Preferential Trade Agreements (PTAs) have become deeper over time, often encompassing a set of disciplines that go beyond traditional trade policy such as investment, competition, and intellectual property rights protection. In the policy and theory literature, a prominent argument why countries sign “deep” PTAs is to promote and facilitate the operation of Global Value Chains (GVCs). This paper exploits a new dataset on the content of PTAs and data on trade in value added and in parts and components to quantify the impact of deep trade agreements on bilateral cross-border production linkages. Results show that the positive impact of deep trade agreements on GVC integration is driven by value added trade in intermediate rather than in final goods and services. Adding a policy area to a PTA increases domestic value added of intermediates (forward GVC linkages) and foreign value added of intermediates (backward GVC linkages) by 0.48 and 0.38 percent, respectively.

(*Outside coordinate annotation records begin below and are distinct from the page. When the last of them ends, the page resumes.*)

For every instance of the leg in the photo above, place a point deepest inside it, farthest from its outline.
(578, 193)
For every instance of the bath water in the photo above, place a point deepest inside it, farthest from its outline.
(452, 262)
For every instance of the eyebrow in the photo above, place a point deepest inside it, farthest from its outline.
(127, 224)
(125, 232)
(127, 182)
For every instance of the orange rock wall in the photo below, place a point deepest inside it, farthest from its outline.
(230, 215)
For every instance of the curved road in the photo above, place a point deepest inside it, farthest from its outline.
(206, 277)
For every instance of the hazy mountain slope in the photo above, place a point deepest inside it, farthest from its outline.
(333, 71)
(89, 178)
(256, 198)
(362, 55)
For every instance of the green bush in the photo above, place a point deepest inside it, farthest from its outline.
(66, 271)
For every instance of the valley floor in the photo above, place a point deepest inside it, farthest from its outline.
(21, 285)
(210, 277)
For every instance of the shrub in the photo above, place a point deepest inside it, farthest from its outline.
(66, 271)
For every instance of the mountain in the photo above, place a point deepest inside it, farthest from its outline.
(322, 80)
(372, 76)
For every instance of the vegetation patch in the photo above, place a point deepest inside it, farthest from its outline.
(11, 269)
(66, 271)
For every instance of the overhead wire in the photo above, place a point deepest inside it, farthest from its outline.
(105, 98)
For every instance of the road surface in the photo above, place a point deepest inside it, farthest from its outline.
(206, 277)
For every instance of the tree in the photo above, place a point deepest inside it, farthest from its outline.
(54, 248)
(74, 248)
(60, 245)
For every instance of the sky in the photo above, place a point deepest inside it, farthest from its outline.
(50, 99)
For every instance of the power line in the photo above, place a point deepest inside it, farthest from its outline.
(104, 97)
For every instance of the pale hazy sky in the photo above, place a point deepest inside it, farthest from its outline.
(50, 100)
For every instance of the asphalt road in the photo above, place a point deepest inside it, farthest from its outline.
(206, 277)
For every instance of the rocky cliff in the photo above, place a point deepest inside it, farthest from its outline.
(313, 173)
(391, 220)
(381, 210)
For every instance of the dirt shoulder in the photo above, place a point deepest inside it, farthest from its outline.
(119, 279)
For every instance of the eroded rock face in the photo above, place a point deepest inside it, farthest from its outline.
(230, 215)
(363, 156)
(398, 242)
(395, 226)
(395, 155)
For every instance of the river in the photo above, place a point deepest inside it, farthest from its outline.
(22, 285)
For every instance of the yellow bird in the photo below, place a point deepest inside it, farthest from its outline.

At the sectoral level, the positive impact of deep PTAs is higher for higher value-added services suggesting that deep agreements help countries to integrate in industries with higher levels of value added. On a larger sample of countries and years, results confirm that adding a provision to a PTA increases bilateral trade in parts and components by 0.3 percent. The content of PTAs also matters for GVC integration, but the impact varies by income group. Provisions outside the current WTO mandate (e.g. investment, competition policy) drive the effect of deep PTAs on value added trade and on North-South trade in parts and components. Provisions under the current WTO mandate (e.g. tariff reduction, customs facilitation) drive the effect of deep PTAs on South-South trade in parts and components.